The South is moving quickly to the head of the pack in education reform. Following the lead of Louisiana’s Recovery School District, Tennessee is taking several low performing schools out of the jurisdiction of local school boards and placing them in a state-run Achievement School District, where well known charter operators like KIPP are taking over.
The switch to charter schools has raised the usual resistance, especially from teachers whose jobs were secure under the old system. The NYT reports:
“We’re not just asking people to do something incrementally different in a system that is fundamentally broken and the same,” said Chris Barbic, the achievement district’s superintendent and a Teach for America alumnus who went on to found the Yes Prep chain of 11 charter schools in Houston. […]
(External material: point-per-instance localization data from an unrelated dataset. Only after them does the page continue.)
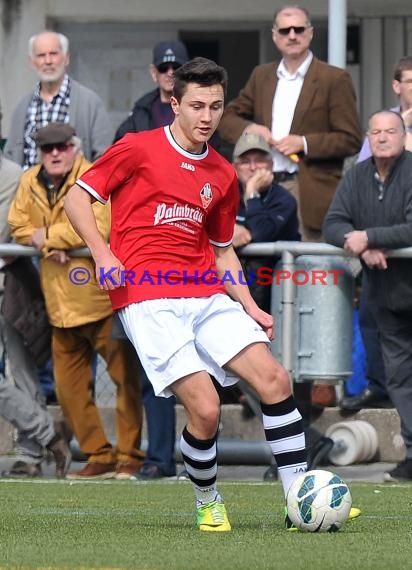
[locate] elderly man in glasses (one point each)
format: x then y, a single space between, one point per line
306 110
79 312
153 109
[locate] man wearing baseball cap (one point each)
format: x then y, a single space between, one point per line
153 109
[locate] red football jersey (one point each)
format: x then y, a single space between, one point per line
168 207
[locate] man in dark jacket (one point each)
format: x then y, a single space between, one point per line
370 213
151 111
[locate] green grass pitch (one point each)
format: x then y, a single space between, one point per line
114 525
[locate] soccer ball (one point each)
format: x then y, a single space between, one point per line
318 501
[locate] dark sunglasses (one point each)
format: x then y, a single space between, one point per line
297 29
164 67
61 147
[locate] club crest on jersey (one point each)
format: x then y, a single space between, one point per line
206 195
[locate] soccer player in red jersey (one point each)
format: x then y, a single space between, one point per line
173 276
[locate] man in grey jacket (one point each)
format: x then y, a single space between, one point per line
370 213
56 98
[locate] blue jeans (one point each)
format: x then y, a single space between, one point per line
161 428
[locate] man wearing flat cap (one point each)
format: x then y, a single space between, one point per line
79 312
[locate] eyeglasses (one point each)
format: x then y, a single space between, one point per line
61 147
164 67
286 31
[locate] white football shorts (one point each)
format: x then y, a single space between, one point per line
177 337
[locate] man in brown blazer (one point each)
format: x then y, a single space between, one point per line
306 110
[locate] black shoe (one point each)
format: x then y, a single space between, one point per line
61 454
319 452
23 469
402 472
366 399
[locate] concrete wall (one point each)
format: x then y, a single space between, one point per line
111 41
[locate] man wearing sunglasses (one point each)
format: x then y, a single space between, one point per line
306 110
80 314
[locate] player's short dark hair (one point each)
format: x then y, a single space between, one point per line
200 70
404 64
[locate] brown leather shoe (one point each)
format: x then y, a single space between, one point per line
94 471
126 471
61 454
23 469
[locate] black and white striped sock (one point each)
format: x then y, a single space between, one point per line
199 456
282 423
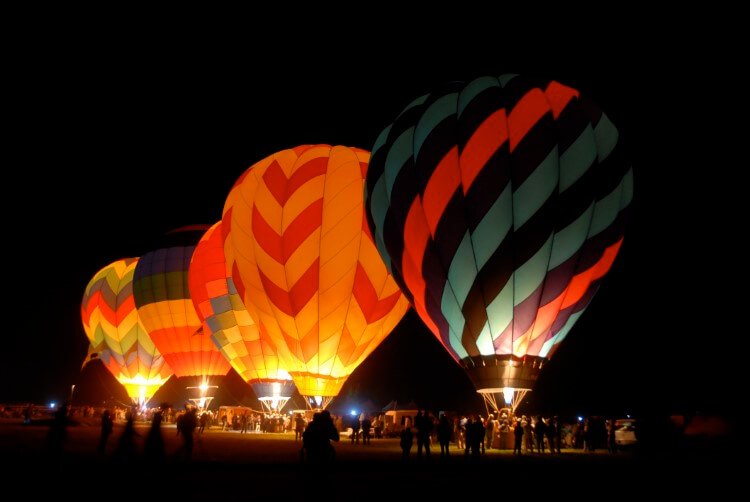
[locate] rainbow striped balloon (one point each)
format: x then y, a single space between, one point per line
498 206
162 296
113 327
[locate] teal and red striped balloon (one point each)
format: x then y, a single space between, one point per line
498 205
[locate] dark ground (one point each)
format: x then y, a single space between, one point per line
247 466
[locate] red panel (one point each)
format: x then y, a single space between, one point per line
527 112
486 140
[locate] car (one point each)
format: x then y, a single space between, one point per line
625 432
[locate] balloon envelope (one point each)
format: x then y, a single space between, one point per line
498 206
224 316
306 266
162 296
112 324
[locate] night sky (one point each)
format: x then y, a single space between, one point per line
112 147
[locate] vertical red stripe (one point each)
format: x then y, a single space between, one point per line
486 140
527 112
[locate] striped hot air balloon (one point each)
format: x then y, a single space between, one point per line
251 353
114 329
498 206
306 266
102 353
162 296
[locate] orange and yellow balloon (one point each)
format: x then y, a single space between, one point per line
113 327
300 254
251 353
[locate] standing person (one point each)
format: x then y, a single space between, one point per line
187 429
518 435
444 436
539 431
107 425
203 422
57 432
611 442
407 440
125 451
154 448
299 426
366 426
489 430
477 437
424 427
316 440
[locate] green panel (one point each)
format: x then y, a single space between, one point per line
473 89
456 345
500 309
451 310
606 137
381 139
606 210
535 190
463 270
420 100
531 274
438 111
484 341
577 159
505 78
400 152
570 239
493 228
627 189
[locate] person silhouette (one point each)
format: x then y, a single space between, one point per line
107 425
406 442
57 432
154 448
125 451
316 440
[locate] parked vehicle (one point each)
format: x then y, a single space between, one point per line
625 432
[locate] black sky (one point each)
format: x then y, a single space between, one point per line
114 144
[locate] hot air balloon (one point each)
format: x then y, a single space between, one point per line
301 256
160 288
114 329
102 353
217 303
498 206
Suspicion remains about what the takeover means for experienced teachers. “A lot of our teachers are going to lose their jobs,” said Charlie Moore III, pastor of the Life Changing Church of God in Christ in Orange Mound.
Although achievement district officials say they have encouraged current teachers to apply for jobs at the revamped schools, none are guaranteed a slot. Just five teachers and three administrators previously with the schools remain.
There are other potential pitfalls. Many of the teachers and administrators in charters come from racial or socioeconomic backgrounds that are very different from the students and parents they serve. Some parents in Memphis are concerned that new disciplinary measures have created an uninviting classroom culture. Moreover, the charters in this special district have more frequent testing and longer school days. We have no problem with higher performance standards, but it’s not clear to us that more time spent sitting passively at a desk is what students need in the information age.
There are some promising signs as well. Test sores for the students in these districts are rising. And many of the charters are staffed by non-unionized workers, giving those schools more flexibility to experiment with new ideas like performance pay. The program is still too young to draw any broad conclusions, but the more flexible arrangement has opened up considerable new space to experiment.
Programs like Tennessee’s are gaining traction across the country. Michigan has also formed a state district for failing schools, and Virginia just approved its own version in February. Slowly but surely, America is taking serious steps to reform its failing school systems. We haven’t found all the answers yet, but at least we’re beginning to look.